‘Crazy Rich Asians’ Doesn’t Speak for the Entire Asian Experience (Guest Blog)

Author William Gee Wong argues that the new hit rom-com is a welcome sign of progress in Hollywood — with an imperfect message

Crazy Rich Asians
Warner Bros

At its core, “Crazy Rich Asians” is a romantic comedy with a happy ending, a genre I usually avoid. But I went to see it because I found Kevin Kwan’s book of the same title deliciously delightful in how it satirized the super-rich Singapore Chinese and because the movie has become a political and cultural phenomenon.

The movie has led the Hollywood box office since its release on August 15. That’s happy news for the creative and business forces behind the movie and book. These folks were undoubtedly anxiety-ridden about whether a major Hollywood film with an all-Asian cast would break through in an America that is only 6 percent Asian American. About 40 percent of the early movie audiences in the U.S. were of Asian descent.

Some Asian American journalists and critics have gone gaga over the film because it shows Asian and Asian American actors in leading and supporting roles. It even has Asian men being the object of sexual fantasies (suggested, not explicit) of beautiful Asian women, a rarity in Hollywood films.

This issue of not being represented well on the big screen has nagged at Chinese Americans and other Asian Americans for a long time. When the civil rights movement of the 1960s and 1970s unleashed the plaintive voices of various American minority communities, newly emboldened Asian American activists, mainly in California and New York, cried out for, among other things, more and better “media” representation, meaning TV and movies.

Complaints bubbled up about lack of starring roles for Asian American actors, to say nothing of the absence of Asian American-themed stories. San Francisco-native filmmaker Arthur Dong’s “Hollywood Chinese” documentary tells well the spotty and racist history of Chinese American representation in Hollywood films.

Wayne Wang’s “The Joy Luck Club,” based on Amy Tan’s best-selling book, broke through the yellow glass ceiling 25 years ago. Now, it appears “Crazy Rich Asians” is doing the same, but with greater impact because the Asian American population is larger, more mature, and has social-media platforms to keep informed and in touch in ways nonexistent a quarter century ago.

As uplifting as the film may be to Asian Americans and Hollywood moneybags that see nothing but green, “Crazy Rich Asians” is hardly a perfect vehicle.

For one thing, it can — and probably will be — used as a confirming stereotype that brands all Asians and Chinese as super-rich. That stereotype is already out there, in America and all over the world, especially for ethnic Chinese.

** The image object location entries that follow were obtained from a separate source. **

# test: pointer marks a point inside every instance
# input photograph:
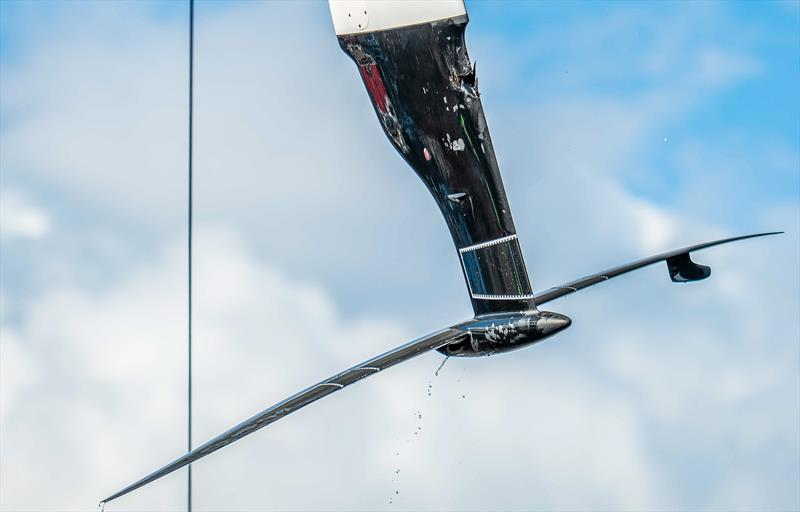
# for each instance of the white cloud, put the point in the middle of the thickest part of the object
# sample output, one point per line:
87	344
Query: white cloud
20	217
652	383
110	376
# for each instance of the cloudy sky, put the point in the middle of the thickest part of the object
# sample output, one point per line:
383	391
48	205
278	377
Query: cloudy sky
621	130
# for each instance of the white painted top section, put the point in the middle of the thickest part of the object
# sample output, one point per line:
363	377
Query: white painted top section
356	16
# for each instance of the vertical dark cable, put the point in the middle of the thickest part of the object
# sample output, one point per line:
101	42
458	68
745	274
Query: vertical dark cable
190	205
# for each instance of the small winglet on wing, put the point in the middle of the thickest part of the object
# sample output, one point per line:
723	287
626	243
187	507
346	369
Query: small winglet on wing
681	269
303	398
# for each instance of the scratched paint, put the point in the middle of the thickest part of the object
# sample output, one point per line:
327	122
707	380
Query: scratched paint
424	90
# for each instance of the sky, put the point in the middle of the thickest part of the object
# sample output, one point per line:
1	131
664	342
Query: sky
621	130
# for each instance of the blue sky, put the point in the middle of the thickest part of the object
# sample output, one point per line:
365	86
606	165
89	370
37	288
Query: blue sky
622	129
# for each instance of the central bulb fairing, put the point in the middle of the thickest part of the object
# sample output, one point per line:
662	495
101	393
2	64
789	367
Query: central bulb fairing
493	334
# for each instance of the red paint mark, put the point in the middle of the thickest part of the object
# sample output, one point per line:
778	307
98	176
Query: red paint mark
372	78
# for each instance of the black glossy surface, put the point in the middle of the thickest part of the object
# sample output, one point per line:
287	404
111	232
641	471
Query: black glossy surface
584	282
423	88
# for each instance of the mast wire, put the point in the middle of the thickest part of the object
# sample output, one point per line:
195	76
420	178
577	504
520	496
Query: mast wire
190	225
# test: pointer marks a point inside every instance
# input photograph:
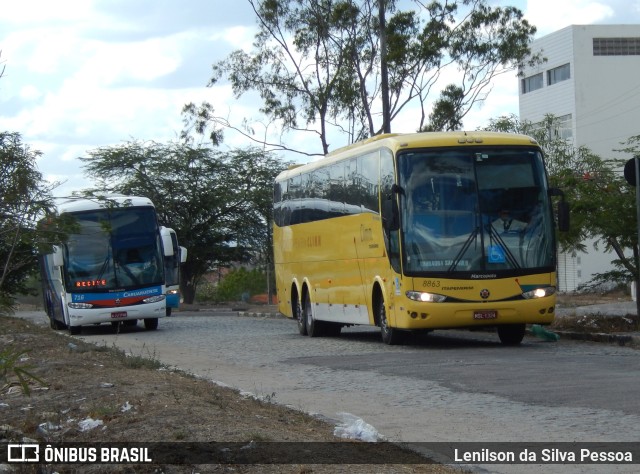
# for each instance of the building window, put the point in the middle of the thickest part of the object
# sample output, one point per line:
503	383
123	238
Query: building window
560	128
532	83
561	73
616	46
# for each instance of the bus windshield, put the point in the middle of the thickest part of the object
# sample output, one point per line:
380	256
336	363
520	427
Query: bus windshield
114	249
475	209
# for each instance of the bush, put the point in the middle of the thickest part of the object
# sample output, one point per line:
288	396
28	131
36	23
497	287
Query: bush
238	285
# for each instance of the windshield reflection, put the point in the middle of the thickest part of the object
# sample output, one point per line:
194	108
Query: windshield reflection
474	210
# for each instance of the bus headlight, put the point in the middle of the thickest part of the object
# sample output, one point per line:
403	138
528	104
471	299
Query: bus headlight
539	292
153	299
80	305
425	297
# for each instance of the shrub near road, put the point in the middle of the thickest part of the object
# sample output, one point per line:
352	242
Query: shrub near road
98	394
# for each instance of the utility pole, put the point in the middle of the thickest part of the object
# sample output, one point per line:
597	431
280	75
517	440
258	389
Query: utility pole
384	82
632	175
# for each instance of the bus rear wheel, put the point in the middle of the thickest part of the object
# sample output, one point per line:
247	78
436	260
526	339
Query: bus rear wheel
298	314
314	328
511	334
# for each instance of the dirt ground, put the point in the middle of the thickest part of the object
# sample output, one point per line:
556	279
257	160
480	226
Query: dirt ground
90	393
98	394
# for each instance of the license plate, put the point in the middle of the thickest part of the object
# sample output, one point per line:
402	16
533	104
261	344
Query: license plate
485	314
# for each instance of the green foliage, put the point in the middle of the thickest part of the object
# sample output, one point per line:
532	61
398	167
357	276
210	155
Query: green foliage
12	367
318	65
24	198
237	285
219	203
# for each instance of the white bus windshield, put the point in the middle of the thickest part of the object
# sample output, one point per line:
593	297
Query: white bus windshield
475	210
113	249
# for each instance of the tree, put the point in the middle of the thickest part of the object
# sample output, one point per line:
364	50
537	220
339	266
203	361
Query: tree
219	203
317	65
602	202
24	198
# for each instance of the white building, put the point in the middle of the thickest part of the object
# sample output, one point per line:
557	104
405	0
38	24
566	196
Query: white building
591	81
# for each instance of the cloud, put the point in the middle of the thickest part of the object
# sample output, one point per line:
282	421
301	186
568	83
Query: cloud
552	15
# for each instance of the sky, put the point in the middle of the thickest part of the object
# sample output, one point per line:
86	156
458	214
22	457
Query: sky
84	74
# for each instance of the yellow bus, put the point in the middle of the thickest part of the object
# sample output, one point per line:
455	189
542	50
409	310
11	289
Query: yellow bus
418	231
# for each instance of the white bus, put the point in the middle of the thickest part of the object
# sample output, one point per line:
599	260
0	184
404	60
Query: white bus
110	266
174	256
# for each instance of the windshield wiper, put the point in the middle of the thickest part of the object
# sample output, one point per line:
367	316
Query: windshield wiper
495	235
464	248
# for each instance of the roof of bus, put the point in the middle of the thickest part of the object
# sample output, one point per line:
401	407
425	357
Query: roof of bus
398	141
89	204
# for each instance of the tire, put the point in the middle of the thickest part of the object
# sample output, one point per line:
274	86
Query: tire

It’s true that some Singapore Chinese are wealthy beyond imagination, as are a growing number of mainland China and Taiwan Chinese, and Chinese Canadians and Chinese Americans.

Most of us, however, are not. Many of us may certainly aspire to having more money and maybe fame, but a lot us won’t get there, and that’s all right.

Moreover, the book and movie’s title use of the word “Asian” is quite misleading, as the story told is only about Singapore Chinese, with a nod to Hong Kong Chinese and Shanghai Chinese. That leaves out many Asians all over the world, most of whom are poor, working class — or middle class at best.

Even before the movie is released in Singapore, where it is set, non-Chinese Singaporeans — Indians and Malays — have complained that the movie and book don’t include them. Ethnic Chinese make up three-fourths of the 5.6 million Singapore population.

Author Kevin Kwan, a Singaporean-American, and director Jon Chu, a Chinese American, have rightfully asserted that this is a specific story about certain Asian upper classes, and it can’t and shouldn’t be thought to represent all Chinese and Asians.

I also want to push back on the putdown of Chinese Americans that pops up in “Crazy Rich Asians.” Michelle Yeoh’s character, Eleanor Young, the snotty, steely mother of the male lead, doesn’t like her son’s girlfriend, Rachel Chu (Constance Wu), a Chinese American economics professor at New York University.

Eleanor, superbly played by Yeoh, hires a private investigator to check Rachel’s background and finds that Rachel wasn’t even American-born, but was six months old when her mother brought her to America, and that Rachel’s father is mysterious and certainly unworthy of the haughty Young family of Singapore.

Eleanor tells her husband in the book, not the movie: “…Her family comes from some ulu ulu [remote, far from civilization in Malay] village in China that nobody has ever heard of…they were most likely working class. In other words, they are PEASANTS.”

Ah, peasants, my kind of people, much like those I grew up around the Chinatown of Oakland, Calif., in the 1940s and 1950s!

What exactly does Eleanor Young object to about Chinese Americans and other Americans? “They just want to be happy,” or words to that effect.

And, really, what is wrong with that?